Formação de médicos em Cuba prioriza atenção básica

Compartilhar:
Imprimir Aumentar Texto Diminuir Texto

Publicada em 24/08/2013 às 02:13:00

Renata Giraldi
Agência Brasil

Brasília - A controvérsia causada pela contratação de 4 mil médicos de Cuba para trabalhar na atenção primária à saúde nas regiões mais carentes do país envolve várias questões, uma delas é a formação desses profissionais.

Em Cuba, há 25 faculdades de medicina, todas públicas, e uma Escola Latino-Americana de Medicina, na qual estudam estrangeiros de 113 países, inclusive do Brasil. A duração do curso de medicina em Cuba, a exemplo do Brasil, é seis anos em período integral, depois o estudante deve fazer especialização, que dura de três a quatro anos. Pelas regras do Ministério da Educação de Cuba, apenas os alunos que obtêm notas consideradas altas, em uma espécie de vestibular e ao longo do ensino secundário, são aceitos nas faculdades de medicina.

Na faculdade, o estudante tem duas chances para ser aprovado em uma disciplina. Se for reprovado, é automaticamente desligado do curso. Na primeira etapa do curso, há aulas de ciências biomédicas, ciências sociais, morfofisiologia e interdisciplinaridade.

Nas etapas seguintes do curso, os estudantes têm aulas de anatomia patológica, genética médica, microbiologia, parasitologia, semiologia, informática e outras disciplinas. Segundo os médicos cubanos, não existe diferença salarial entre os profissionais, exceto pela formação - os que têm mestrado e doutorado podem ganhar mais.

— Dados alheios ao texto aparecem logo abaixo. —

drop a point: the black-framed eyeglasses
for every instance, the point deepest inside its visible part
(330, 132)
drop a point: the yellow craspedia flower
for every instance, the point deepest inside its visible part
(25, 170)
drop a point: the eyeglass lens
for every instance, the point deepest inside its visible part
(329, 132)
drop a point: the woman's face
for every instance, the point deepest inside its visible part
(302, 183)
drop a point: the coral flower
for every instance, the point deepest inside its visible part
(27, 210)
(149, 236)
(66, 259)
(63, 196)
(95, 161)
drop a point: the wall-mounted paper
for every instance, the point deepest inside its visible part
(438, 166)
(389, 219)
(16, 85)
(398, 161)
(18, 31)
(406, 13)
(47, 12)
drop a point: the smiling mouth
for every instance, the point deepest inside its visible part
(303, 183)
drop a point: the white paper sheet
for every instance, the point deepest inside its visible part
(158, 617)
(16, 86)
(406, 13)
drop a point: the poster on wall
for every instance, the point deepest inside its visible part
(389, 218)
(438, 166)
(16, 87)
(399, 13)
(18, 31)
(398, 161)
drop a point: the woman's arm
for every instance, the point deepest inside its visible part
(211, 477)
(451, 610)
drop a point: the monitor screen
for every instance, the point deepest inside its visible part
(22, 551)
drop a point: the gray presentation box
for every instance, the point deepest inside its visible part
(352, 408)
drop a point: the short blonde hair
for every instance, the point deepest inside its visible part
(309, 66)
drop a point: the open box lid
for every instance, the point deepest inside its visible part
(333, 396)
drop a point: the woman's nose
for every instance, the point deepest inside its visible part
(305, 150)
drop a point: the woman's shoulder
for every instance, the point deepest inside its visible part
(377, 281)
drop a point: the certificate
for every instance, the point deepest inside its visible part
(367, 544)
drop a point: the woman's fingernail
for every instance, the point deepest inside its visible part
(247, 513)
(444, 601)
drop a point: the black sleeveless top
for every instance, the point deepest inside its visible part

O médico brasileiro Felipe Valentin, de 30 anos, que estudou em Cuba entre 2001 e 2007, disse que os estudantes passam o sexto ano do curso em período de internato, estagiando nas principais áreas de um hospital geral. A formação dos profissionais é voltada para a chamada saúde da família: os médicos são clínicos gerais, mas têm conhecimento em pediatria, pequenas cirurgias e até ginecologia e obstetrícia.
"Essa é a grande diferença [entre os cursos de medicina do Brasil e de Cuba]. Eles focam e priorizam muito a atenção primária e já no primeiro mês de aula, os estudantes têm a cadeira chamada Medicina Geral Integral, que é sobre Saúde da Família", disse.